I realized that I’d grown two separate libraries, anchored in two different spots, and trying to get them all in one place again would take about as much effort as moving a tree. Books root you to a place. They are large, heavy, low-mobility objects; and when you own and love them, it is hard to leave them. It is also hard to take them anywhere. They are a sign that your life has a center—a staging ground or home base from which everything else is seen. Part of me believes that having a split library is like loving two sister trees in different orchards: they’re the same, but different, and always seem to be calling out to one another from a distance, longing to be reunited.

Last year, I tried to keep a lot of my books in summer storage. I wrapped most of my books up in some kind of turbo Saran wrap from Staples and packed them in boxes, hoping that the basement wouldn’t flood.

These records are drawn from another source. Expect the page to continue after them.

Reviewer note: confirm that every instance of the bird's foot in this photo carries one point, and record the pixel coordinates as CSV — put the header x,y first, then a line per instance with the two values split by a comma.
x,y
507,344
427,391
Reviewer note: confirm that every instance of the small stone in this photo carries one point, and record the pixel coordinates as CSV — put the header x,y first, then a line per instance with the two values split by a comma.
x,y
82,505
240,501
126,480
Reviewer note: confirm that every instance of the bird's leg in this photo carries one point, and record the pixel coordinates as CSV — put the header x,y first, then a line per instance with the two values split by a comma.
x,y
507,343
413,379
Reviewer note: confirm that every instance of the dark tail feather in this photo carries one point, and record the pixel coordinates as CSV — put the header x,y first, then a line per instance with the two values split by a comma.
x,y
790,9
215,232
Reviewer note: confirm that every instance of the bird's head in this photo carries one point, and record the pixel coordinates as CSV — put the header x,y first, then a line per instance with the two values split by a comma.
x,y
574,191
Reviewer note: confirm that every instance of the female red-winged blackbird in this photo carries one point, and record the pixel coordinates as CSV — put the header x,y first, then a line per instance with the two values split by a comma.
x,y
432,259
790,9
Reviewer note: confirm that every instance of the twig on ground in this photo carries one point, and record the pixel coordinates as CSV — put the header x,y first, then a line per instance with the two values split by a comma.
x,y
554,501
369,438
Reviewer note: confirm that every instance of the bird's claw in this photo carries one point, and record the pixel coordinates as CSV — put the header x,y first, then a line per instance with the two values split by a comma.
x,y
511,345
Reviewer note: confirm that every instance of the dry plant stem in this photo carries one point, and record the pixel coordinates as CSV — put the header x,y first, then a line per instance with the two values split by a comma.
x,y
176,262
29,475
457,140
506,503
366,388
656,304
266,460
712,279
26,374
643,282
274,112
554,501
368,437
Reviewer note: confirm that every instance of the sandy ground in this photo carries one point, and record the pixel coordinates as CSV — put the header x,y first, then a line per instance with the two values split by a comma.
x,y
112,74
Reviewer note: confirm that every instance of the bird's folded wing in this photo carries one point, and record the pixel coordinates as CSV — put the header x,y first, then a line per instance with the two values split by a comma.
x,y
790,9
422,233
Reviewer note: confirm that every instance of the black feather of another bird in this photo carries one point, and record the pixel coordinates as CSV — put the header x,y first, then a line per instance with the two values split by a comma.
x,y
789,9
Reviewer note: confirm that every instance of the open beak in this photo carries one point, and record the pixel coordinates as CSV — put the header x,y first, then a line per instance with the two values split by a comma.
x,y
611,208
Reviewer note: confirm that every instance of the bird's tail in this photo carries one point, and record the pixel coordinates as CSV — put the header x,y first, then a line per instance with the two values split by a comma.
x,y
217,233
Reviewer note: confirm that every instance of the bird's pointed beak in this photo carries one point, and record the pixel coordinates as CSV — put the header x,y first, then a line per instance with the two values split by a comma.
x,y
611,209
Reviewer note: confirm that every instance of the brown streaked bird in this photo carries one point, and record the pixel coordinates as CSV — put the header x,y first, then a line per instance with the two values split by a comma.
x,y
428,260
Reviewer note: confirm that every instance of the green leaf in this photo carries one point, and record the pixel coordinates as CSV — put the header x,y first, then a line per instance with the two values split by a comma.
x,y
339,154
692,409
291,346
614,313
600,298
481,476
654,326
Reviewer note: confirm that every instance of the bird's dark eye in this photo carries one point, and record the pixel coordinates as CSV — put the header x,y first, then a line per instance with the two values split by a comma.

They emerged unscathed, though I think my building manager might have a heart attack if he realized how much space they actually took up. (It’s not something I’m hoping to repeat.) In order to avoid the issue this year, I’m trying to find ways to get a lot of them back home early. Thank God for the postal service. Books are notoriously expensive to ship, but the flat-rate boxes seem to be a good solution. The large ones are $15 each, better by far than either shipping by weight or by media mail, which charges $4 per book.

And so the other day I found myself dragging two large flat-rate boxes of books in a carry-on suitcase to the post office on the corner of Mt. Auburn and Story. I felt bad about sending them home, but I had looked at them long and hard and determined that there was absolutely no chance I would be able to read them while I was at school. I will never find the free time for the odes of Horace or “The Return of the Native” or, Lord knows, the Arcades Project during the term. And so, as much as I love them, I shipped them back home like an aggrieved parent might ship off a particularly rambunctious pre-adolescent to boarding school. Good riddance.